Hoe kijk je naar organisaties die naast het zorgplan een behandelplan hebben?
“Dan lijkt behandelen zich als iets afzonderlijks te voltrekken en wordt een kans gemist multidisciplinair bij te dragen aan welke behoefte van de cliënt dan ook. Eerder bespraken we de cliënt die graag biljart. Stel, hij heeft een zere knie en kan niet goed aan het biljart staan. Dan hebben we geen doel voor die knie nodig, maar voor het biljarten. Behandelen van de knie is dan één van de acties. Als er zowel een doel is voor het been als voor het biljarten, dan mis je de connectie. Natuurlijk moeten cliënten goed behandeld worden, maar de behandeldoelen moeten wel in een context geplaatst worden. Op z’n minst moet het behandeldoel opgenomen zijn in het zorgplan, maar liefst maak ik geen verschil meer tussen zorgdoelen en behandeldoelen.”
 
Waar moet een ECD aan voldoen om het methodisch werken te ondersteunen?

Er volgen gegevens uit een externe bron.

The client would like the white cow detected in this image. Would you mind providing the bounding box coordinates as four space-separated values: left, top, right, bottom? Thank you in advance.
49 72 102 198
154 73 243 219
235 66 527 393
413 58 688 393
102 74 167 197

“Het ECD moet ruimte bieden om te beschrijven wie iemand is, ruimte om te beschrijven wat iemand nodig heeft. Het ECD moet op een slimme manier helpen om vanuit de behoeften van de cliënt de doelen en acties aan te maken, waarbij je meteen op dat doel kan rapporteren, niet op een andere plek, maar daar. Het is ook belangrijk dat je vanuit de doelen meteen de evaluaties ziet, dat je met zo weinig mogelijk klikken door de methodische stappen geleid wordt. Ook het maken van een conceptzorgplan moet geen aparte handeling zijn, het is de neerslag van een gesprek. Je moet dus tijdens het gesprek een gebied kunnen selecteren dat meteen in het zorgplan wordt opgenomen.” 
 
“Een app zou ook geweldig zijn. Het ECD moet immers onderdeel zijn van het proces, niet iets dat je na afloop ook nog moet doen. Je bent bij de cliënt, je wilt iets weten, klik, je weet het. Dus niet ‘helemaal opnieuw het ECD in’. Het gebruik van het ECD mag geen extra taak zijn, het verlenen van zorg is je taak, het ECD en ook het methodisch werken is opgenomen in die taak.”
 
Wat wil je nog meegeven?
“Kom uit de doe-stand, ben aanwezig in het contact. Van een human doing naar een human being.”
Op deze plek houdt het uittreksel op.